E. Abramovich/AFP

Signé samedi 17 janvier malgré le désaveu français, l’accord UE-Mercosur pourrait déjà se voir menacé par une possible saisine de la Cour de justice de l’UE que le Parlement européen serait susceptible de voter cette semaine. 

25 ans de négociations

Négocié depuis 1999, l’accord UE-Mercosur a été signé samedi dernier à Asunción (Paraguay) par la présidente de la Commission européenne, Ursula von der Leyen, et la présidence paraguayenne du Mercosur. Avant d’être appliqué, le Parlement européen doit voter sa ratification prochainement. Malgré l’opposition de nombreux députés, l’approbation semble se profiler. 
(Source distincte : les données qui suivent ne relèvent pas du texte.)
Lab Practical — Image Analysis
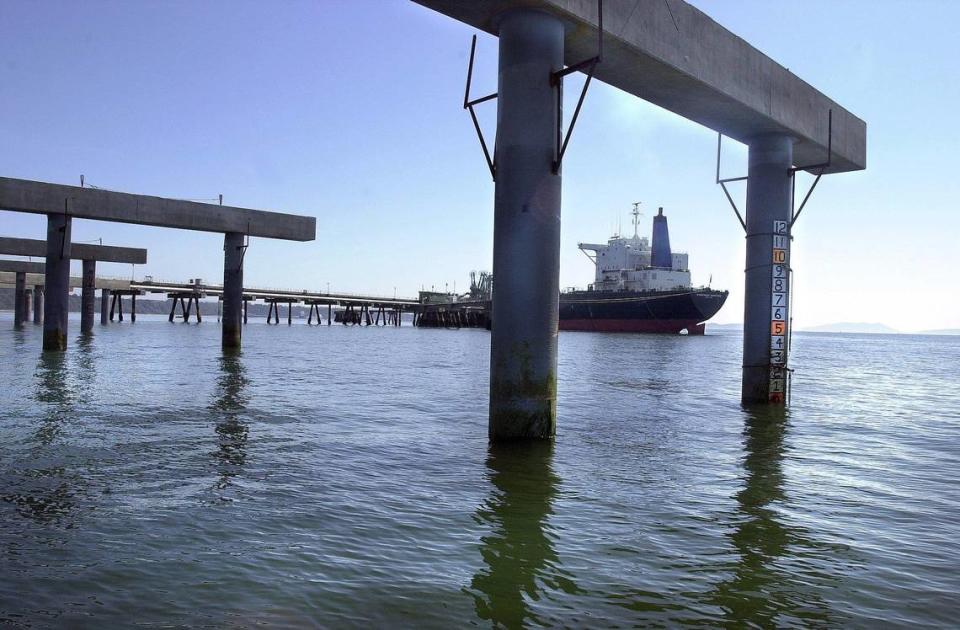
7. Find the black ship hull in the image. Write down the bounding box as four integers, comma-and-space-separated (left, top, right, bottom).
560, 289, 727, 335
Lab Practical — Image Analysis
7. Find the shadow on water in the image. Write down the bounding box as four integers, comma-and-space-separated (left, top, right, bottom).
710, 407, 840, 628
2, 352, 82, 525
34, 352, 75, 446
469, 442, 577, 628
211, 350, 249, 490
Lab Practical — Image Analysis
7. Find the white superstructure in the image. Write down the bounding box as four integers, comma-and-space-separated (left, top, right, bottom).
578, 209, 690, 291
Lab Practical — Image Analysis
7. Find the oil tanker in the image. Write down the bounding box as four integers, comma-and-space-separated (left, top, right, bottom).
560, 204, 728, 335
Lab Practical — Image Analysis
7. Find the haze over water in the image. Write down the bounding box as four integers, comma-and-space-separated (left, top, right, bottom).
0, 314, 960, 627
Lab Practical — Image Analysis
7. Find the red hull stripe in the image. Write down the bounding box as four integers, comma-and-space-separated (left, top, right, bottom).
560, 319, 705, 335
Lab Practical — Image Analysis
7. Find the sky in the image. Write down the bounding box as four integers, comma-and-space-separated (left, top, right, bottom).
0, 0, 960, 331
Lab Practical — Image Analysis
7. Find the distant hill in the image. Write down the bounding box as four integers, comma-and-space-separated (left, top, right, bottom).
798, 322, 900, 335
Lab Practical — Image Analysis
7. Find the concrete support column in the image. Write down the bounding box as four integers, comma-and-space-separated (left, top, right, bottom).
23, 289, 33, 324
80, 260, 102, 333
741, 135, 793, 404
100, 289, 110, 326
221, 232, 244, 348
489, 9, 563, 441
33, 284, 43, 324
43, 214, 73, 350
13, 271, 27, 328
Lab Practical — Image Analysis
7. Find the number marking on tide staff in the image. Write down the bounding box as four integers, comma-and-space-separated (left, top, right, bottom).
769, 221, 790, 402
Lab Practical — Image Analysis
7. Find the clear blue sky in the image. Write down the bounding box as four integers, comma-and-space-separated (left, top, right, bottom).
0, 0, 960, 330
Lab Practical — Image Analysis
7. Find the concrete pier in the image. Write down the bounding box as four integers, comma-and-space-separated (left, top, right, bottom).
43, 214, 73, 350
33, 284, 43, 324
23, 288, 33, 324
80, 260, 97, 333
221, 232, 246, 348
741, 134, 793, 404
13, 271, 27, 328
489, 9, 564, 441
100, 289, 110, 326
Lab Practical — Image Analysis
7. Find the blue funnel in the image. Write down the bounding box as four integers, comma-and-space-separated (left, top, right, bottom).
650, 208, 673, 269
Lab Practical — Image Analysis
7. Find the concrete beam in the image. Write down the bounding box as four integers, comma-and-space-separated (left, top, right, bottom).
0, 236, 147, 265
0, 260, 46, 274
0, 177, 317, 241
414, 0, 867, 173
0, 272, 130, 290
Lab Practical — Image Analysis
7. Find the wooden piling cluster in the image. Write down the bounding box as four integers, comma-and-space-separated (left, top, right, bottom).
413, 302, 491, 330
168, 291, 203, 324
334, 303, 403, 326
108, 289, 142, 324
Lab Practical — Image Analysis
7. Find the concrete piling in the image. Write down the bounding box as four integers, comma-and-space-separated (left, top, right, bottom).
23, 289, 33, 324
100, 289, 110, 326
221, 232, 245, 348
43, 214, 73, 350
741, 134, 793, 404
489, 9, 564, 441
33, 284, 43, 324
80, 260, 97, 333
13, 271, 27, 328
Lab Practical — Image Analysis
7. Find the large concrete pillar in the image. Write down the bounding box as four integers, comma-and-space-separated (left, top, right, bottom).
489, 9, 563, 441
33, 284, 43, 324
13, 271, 27, 328
741, 135, 793, 404
100, 289, 110, 326
23, 289, 33, 324
43, 214, 73, 350
80, 260, 97, 333
220, 232, 243, 348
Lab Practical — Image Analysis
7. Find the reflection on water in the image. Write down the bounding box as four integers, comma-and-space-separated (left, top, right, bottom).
36, 352, 74, 446
0, 352, 82, 523
470, 442, 577, 628
712, 407, 837, 627
211, 350, 249, 490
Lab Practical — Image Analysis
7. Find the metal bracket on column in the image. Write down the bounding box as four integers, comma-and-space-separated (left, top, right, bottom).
550, 0, 603, 174
237, 221, 250, 271
463, 35, 497, 181
790, 109, 833, 228
716, 133, 747, 232
57, 197, 70, 260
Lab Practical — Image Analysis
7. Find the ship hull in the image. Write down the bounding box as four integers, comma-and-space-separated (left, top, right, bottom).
560, 289, 727, 335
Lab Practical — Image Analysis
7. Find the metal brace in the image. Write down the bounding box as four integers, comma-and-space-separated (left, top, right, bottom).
463, 35, 497, 181
716, 133, 747, 232
550, 0, 603, 175
716, 108, 833, 231
237, 221, 250, 271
Un échec français inédit ? 

Depuis 1957, la France ne s’était pas opposée à une mesure européenne finalement adoptée sans négociations supplémentaires. Malgré le soutien de la Hongrie, de la Pologne, de l’Irlande et de l’Autriche, Paris n’est pas parvenu à réunir une coalition suffisamment large pour bloquer le traité de libre-échange – le revirement tardif d’Emmanuel Macron n’ayant pas facilité la constitution d’une minorité contraignante.

Saisir la Cour de justice de l’UE : le dernier recours ?

Initialement, l’accord avait besoin d’être validé à l’unanimité par les États membres au Conseil européen, avant d’être voté par le Parlement européen puis ratifié par les Parlements nationaux. Toutefois, la Commission a décidé de morceler l’accord en séparant la partie strictement commerciale, de la partie globale de partenariat afin que celui-ci soit adopté plus facilement. Ainsi, le volet appelé ‘’accord commercial intérimaire’’ n’a, contrairement à l’autre volet, pas besoin d’être consulté par les Parlements nationaux, car il relève des compétences exclusives de l’Union en matière commerciale. Ce point est vivement critiqué et perçu comme le passage en force d’un accord controversé. De nombreux eurodéputés s’en indignent et dès novembre, 145 d’entre eux avaient déjà déposé une résolution de saisine de la Cour de justice de l’Union européenne (CJUE). D’abord rejetée, elle sera finalement examinée cette semaine lors de la séance plénière du Parlement européen à Strasbourg.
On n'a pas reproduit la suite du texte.